Data Visualization

This page is for presenting our data and how we analyzed and utilized it.

Data Analysis

Analysis of both Static and Continuous Data Features

Raw Heatmap

Raw Crash Data

This is a graphical plot of the raw crash data from Utah. The green is a crash, and we used coordinates to plot it. It is very explicit in showing how concentrated the crashes are in certain areas, and the vast amount of crashes are shocking as well. Note these are real crashes, not predicted ones.

Raw Crashes

Crashes per Road

This graphical visualization shows the streets and roads on a map, with latitude and longitude. The purple and yellow display roads and streets, and it shows where crashes occur. The blank is areas without roads. This is more representative of what city planners would create by hand, but we automate the process and include raw crash data.

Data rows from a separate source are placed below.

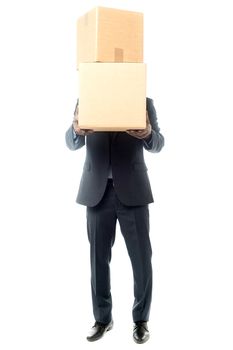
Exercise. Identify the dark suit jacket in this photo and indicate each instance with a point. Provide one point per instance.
(125, 153)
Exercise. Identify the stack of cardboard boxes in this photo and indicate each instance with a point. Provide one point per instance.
(112, 75)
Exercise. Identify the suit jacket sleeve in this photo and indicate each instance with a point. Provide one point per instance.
(156, 141)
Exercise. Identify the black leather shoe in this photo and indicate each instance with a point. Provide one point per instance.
(98, 330)
(140, 332)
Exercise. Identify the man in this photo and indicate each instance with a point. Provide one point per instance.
(115, 186)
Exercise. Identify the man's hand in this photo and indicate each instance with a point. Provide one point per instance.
(82, 132)
(144, 133)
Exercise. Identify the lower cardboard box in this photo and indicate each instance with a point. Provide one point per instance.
(112, 96)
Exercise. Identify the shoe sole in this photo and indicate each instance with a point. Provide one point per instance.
(107, 329)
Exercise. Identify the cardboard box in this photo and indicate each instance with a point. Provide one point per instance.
(110, 35)
(112, 96)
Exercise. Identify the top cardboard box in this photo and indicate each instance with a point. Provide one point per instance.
(110, 35)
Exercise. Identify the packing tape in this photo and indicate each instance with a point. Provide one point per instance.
(118, 55)
(86, 19)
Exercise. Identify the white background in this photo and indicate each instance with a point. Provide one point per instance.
(45, 291)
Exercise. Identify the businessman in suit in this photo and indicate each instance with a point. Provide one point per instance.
(115, 186)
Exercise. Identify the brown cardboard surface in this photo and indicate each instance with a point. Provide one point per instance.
(110, 35)
(112, 96)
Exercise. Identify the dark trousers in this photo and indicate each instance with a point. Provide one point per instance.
(101, 227)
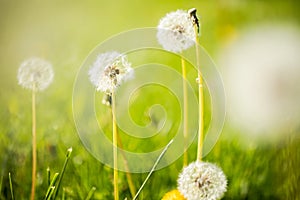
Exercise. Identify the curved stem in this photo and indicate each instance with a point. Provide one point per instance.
(33, 145)
(185, 112)
(128, 174)
(115, 147)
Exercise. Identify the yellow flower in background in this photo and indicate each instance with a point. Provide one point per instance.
(173, 195)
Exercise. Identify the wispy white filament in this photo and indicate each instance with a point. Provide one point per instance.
(109, 70)
(35, 74)
(202, 180)
(176, 31)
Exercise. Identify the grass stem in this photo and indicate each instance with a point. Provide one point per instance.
(115, 147)
(68, 155)
(153, 168)
(10, 186)
(91, 193)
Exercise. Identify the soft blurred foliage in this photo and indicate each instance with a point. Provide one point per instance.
(64, 32)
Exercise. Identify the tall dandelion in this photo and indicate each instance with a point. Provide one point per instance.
(202, 180)
(107, 73)
(36, 75)
(176, 34)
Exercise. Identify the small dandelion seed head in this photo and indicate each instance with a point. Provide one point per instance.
(35, 74)
(173, 195)
(176, 32)
(109, 70)
(202, 180)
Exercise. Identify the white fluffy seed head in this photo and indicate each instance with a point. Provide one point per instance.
(109, 70)
(35, 74)
(176, 32)
(202, 180)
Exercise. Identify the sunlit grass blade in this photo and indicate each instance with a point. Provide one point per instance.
(91, 193)
(68, 155)
(10, 186)
(51, 191)
(51, 185)
(1, 182)
(63, 196)
(153, 168)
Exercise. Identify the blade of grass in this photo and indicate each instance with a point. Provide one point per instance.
(52, 189)
(68, 155)
(10, 186)
(91, 193)
(63, 197)
(1, 182)
(153, 168)
(52, 183)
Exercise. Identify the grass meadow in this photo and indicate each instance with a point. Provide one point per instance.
(64, 33)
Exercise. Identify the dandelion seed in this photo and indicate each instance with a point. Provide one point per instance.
(173, 195)
(109, 71)
(35, 74)
(176, 31)
(202, 180)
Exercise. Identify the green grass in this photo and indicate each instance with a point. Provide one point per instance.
(64, 33)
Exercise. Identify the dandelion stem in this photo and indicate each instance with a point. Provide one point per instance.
(33, 145)
(200, 89)
(1, 182)
(185, 112)
(48, 176)
(153, 168)
(128, 174)
(115, 146)
(51, 186)
(91, 193)
(10, 186)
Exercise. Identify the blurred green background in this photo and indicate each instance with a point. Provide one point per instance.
(64, 32)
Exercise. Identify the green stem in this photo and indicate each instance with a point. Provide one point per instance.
(201, 99)
(48, 176)
(51, 186)
(91, 193)
(10, 186)
(68, 155)
(128, 174)
(115, 147)
(185, 112)
(153, 168)
(33, 145)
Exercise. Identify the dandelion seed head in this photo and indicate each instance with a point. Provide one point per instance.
(176, 31)
(202, 180)
(173, 195)
(109, 70)
(35, 74)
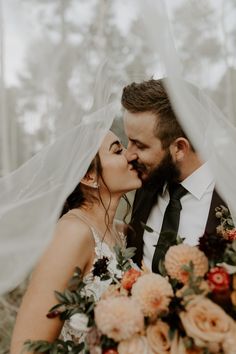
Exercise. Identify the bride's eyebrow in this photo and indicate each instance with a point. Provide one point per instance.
(117, 142)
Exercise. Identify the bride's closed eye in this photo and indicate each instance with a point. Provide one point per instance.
(118, 152)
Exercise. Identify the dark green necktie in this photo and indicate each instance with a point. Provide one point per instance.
(170, 225)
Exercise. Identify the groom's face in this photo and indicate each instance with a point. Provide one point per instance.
(144, 149)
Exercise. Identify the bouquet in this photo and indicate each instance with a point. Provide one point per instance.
(189, 308)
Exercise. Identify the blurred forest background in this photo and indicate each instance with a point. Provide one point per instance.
(50, 54)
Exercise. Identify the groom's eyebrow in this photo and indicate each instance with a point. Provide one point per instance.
(117, 142)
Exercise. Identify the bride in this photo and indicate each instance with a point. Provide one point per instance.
(86, 231)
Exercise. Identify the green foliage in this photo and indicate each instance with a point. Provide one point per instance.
(57, 347)
(123, 256)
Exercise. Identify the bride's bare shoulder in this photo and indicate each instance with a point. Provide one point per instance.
(71, 226)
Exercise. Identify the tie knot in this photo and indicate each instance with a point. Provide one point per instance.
(177, 191)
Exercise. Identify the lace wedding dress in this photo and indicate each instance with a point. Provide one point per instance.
(75, 328)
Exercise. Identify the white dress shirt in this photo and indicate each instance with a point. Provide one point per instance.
(193, 217)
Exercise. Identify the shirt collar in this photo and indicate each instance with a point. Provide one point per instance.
(198, 182)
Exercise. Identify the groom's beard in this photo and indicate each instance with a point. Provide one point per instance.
(165, 172)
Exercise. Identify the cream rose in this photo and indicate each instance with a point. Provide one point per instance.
(136, 344)
(206, 323)
(119, 317)
(158, 337)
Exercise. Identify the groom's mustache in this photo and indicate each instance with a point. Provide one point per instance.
(139, 167)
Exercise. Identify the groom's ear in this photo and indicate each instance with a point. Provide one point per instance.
(90, 180)
(179, 149)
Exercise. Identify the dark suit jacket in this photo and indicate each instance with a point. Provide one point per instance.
(143, 203)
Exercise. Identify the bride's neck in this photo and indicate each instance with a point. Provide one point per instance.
(103, 210)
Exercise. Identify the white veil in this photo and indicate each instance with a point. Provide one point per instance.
(211, 131)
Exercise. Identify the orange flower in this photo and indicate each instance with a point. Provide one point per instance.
(180, 255)
(218, 279)
(129, 278)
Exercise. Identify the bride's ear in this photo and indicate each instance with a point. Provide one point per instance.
(90, 180)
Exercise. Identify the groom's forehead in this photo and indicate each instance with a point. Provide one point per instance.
(138, 124)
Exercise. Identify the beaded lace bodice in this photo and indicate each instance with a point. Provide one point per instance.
(94, 286)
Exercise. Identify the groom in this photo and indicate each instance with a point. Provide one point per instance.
(178, 195)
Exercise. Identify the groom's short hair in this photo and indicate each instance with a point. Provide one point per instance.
(151, 96)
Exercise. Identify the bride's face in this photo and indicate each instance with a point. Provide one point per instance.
(117, 173)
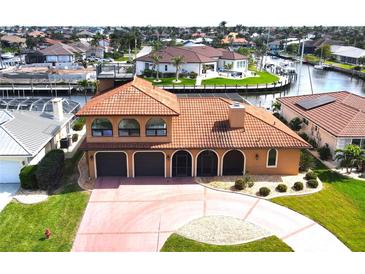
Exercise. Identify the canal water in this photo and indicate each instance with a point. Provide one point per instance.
(322, 81)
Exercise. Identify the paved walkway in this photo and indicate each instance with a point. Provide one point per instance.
(7, 191)
(140, 214)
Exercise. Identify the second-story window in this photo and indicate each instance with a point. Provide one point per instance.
(156, 127)
(129, 128)
(102, 127)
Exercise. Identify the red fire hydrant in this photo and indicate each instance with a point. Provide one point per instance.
(47, 233)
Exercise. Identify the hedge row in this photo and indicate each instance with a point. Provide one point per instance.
(50, 170)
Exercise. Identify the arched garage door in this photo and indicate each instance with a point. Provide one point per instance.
(149, 164)
(111, 164)
(181, 164)
(233, 163)
(207, 164)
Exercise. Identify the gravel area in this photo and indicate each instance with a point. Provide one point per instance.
(270, 181)
(222, 230)
(31, 197)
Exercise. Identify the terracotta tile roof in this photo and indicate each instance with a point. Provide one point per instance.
(343, 118)
(203, 123)
(139, 97)
(198, 54)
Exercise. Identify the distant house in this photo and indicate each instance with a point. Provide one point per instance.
(198, 59)
(234, 41)
(334, 119)
(347, 54)
(26, 136)
(10, 40)
(60, 53)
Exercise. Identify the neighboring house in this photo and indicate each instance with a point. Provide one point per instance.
(138, 129)
(347, 54)
(335, 118)
(198, 59)
(95, 52)
(60, 53)
(26, 136)
(10, 40)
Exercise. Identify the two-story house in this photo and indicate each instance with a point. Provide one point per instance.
(138, 129)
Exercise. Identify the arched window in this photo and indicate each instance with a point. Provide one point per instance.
(102, 127)
(156, 127)
(128, 127)
(272, 158)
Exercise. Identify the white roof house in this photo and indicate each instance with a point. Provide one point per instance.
(347, 54)
(26, 136)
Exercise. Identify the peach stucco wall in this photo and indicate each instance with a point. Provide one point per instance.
(287, 164)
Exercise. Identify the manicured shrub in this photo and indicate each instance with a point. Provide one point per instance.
(27, 177)
(50, 169)
(298, 186)
(75, 137)
(306, 161)
(313, 183)
(78, 124)
(264, 191)
(313, 143)
(281, 188)
(310, 175)
(324, 153)
(240, 184)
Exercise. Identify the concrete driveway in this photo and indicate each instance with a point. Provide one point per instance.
(7, 191)
(140, 214)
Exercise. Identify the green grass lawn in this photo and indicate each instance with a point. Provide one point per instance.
(264, 78)
(168, 81)
(339, 207)
(22, 226)
(177, 243)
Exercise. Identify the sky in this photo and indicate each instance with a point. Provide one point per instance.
(182, 12)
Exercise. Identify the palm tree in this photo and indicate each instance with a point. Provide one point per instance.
(350, 156)
(156, 62)
(177, 62)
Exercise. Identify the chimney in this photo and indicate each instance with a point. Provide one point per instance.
(236, 115)
(57, 109)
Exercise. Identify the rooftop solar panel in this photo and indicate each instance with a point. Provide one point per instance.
(311, 103)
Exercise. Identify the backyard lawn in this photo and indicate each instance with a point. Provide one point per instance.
(168, 81)
(339, 207)
(177, 243)
(263, 78)
(22, 226)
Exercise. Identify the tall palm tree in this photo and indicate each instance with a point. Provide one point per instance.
(177, 62)
(156, 62)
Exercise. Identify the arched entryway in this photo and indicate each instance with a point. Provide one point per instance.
(233, 163)
(207, 164)
(181, 164)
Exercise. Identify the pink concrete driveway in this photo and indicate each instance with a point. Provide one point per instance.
(140, 214)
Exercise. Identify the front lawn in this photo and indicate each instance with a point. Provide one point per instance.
(339, 207)
(22, 226)
(168, 81)
(177, 243)
(263, 78)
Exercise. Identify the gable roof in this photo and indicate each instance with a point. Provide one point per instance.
(25, 133)
(138, 97)
(343, 118)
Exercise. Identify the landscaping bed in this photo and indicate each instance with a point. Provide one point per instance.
(22, 226)
(177, 243)
(271, 182)
(262, 77)
(339, 207)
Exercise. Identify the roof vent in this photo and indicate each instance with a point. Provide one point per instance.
(236, 115)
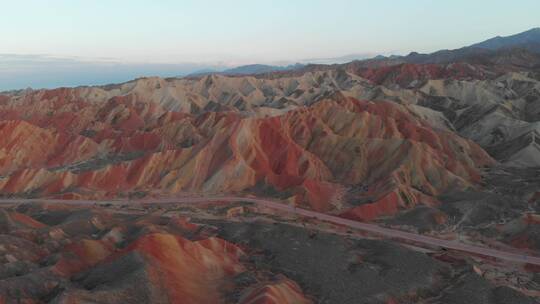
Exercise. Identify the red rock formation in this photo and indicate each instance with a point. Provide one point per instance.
(315, 153)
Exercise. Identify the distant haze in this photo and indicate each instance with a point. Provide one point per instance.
(69, 43)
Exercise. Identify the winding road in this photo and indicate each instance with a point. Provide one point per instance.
(277, 205)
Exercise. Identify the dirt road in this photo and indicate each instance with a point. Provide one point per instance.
(277, 205)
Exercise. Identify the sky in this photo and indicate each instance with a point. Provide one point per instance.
(170, 38)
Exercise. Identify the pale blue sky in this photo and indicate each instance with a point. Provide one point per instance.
(50, 43)
(249, 31)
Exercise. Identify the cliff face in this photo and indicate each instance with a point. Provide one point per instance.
(331, 156)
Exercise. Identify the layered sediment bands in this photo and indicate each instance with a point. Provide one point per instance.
(312, 155)
(89, 256)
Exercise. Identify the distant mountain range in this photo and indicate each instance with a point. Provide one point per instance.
(529, 40)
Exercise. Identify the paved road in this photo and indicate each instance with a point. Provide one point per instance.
(277, 205)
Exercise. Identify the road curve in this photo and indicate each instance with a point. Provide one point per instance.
(277, 205)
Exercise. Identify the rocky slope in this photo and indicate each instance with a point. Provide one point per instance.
(313, 156)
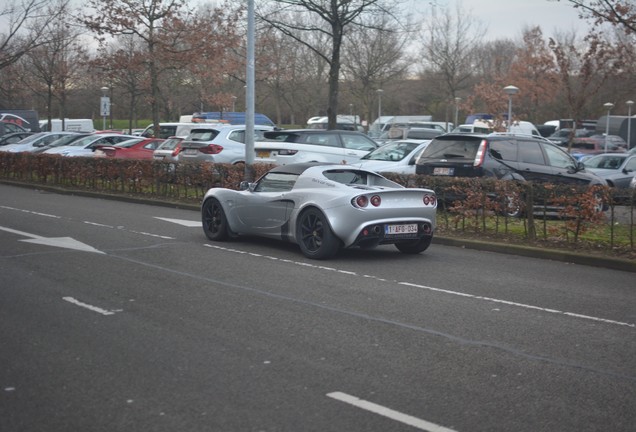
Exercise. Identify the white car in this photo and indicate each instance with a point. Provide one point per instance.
(86, 146)
(34, 142)
(285, 147)
(395, 157)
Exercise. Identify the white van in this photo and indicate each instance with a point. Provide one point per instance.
(71, 125)
(167, 130)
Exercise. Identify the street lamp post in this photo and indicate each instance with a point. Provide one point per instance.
(629, 123)
(510, 91)
(609, 107)
(457, 100)
(104, 106)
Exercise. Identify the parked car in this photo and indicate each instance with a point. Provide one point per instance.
(86, 146)
(617, 169)
(396, 157)
(135, 148)
(64, 140)
(166, 130)
(322, 208)
(34, 142)
(311, 145)
(8, 127)
(218, 144)
(595, 144)
(505, 157)
(562, 136)
(13, 137)
(168, 150)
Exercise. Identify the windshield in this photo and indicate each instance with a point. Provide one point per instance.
(392, 152)
(452, 148)
(605, 162)
(130, 143)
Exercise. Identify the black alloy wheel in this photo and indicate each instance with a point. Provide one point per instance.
(315, 238)
(214, 220)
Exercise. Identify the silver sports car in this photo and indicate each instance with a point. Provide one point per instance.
(323, 208)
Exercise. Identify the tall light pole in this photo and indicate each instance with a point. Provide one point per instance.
(457, 100)
(629, 123)
(510, 91)
(104, 106)
(609, 107)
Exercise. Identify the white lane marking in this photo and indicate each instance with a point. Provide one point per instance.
(387, 412)
(63, 242)
(183, 222)
(441, 290)
(90, 307)
(31, 212)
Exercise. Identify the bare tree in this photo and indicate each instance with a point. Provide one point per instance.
(332, 18)
(27, 23)
(619, 13)
(450, 43)
(375, 54)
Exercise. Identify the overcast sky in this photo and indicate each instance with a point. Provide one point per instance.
(507, 18)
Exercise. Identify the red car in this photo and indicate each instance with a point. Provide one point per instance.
(138, 148)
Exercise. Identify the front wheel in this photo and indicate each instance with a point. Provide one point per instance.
(315, 238)
(214, 220)
(414, 247)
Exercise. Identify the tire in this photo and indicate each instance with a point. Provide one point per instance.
(214, 220)
(414, 247)
(315, 237)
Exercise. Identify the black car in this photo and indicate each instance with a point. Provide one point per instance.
(502, 156)
(14, 137)
(505, 157)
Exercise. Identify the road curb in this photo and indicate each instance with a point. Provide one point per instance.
(505, 248)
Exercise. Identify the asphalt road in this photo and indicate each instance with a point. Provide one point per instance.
(123, 317)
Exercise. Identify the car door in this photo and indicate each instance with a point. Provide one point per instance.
(564, 166)
(532, 164)
(264, 209)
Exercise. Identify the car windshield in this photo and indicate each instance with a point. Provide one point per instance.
(605, 162)
(203, 134)
(169, 144)
(452, 148)
(392, 152)
(130, 143)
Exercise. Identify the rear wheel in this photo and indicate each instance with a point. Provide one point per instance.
(414, 247)
(214, 220)
(315, 238)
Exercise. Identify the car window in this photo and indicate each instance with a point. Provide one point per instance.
(327, 140)
(530, 152)
(447, 148)
(276, 182)
(237, 135)
(558, 158)
(357, 142)
(504, 150)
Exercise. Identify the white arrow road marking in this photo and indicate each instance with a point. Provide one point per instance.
(91, 307)
(63, 242)
(387, 412)
(182, 222)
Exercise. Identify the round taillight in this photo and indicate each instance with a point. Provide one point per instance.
(361, 201)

Crash Frequency, by Hour and Month

This shows the frequency of crashes on an hourly basis per month. We plotted this using our raw CSV crash files. It is clear that there are distinct spikes in crashes during rush hour, and specifically in Utah, during Jan and Feb(winter), there is more ice and snow, causing increases in accidents.

Major Crashes

High Intensity and Magnitude Crashes

This graphic is similar to to the first few, as it shows the streets and raw crashes. However, this isolates for crashes labeled as "high magnitude", and shows how frequently and how often they occur. It is clear that they occur near intersections or on long highways, which could be indicative of poor signage.


Map with Temperature Data

This map shows the temperature variance in the area analyzed for crashes. This shows the blueish area as colder. This data is collected from local weather stations dating back to 2010, collected by our web scraper. This helps us understand how temperature and weather play a role in crashes.


Billboards and Crashes

This plot shows the location of signs, billboards and other distractions that are along these roads. These can be a big factor in why crashes occur, as people may lose focus as they will view these billboards while driving, causing more accidents. Plotted against crashes and predicted crashes, this can help city planners understand where to locate billboards going forward.


Crashes at Intersections

This graphic displays intersections and where crashes have occurred on them. It is clear that there are lots of crashes that occur at an intersection, considering how dangerous they may be. With predicted crashes and data like this, city planners can determine how to make intersections more safe by possibly removing blind spots or possibly adding more stop signs.


Crashes on Windy Roads

As expected, increased curvature on roads would lead to more crashes, which is evident in this visualization. With increased curvature and windiness, drivers may lose focus or control of their vehicle, meaning crashes occur more frequently. City planners can take advantage of graphics like this, and to address the problem, they could enforce stricter speed limits, increase signage and warnings, or even redirect very windy roads.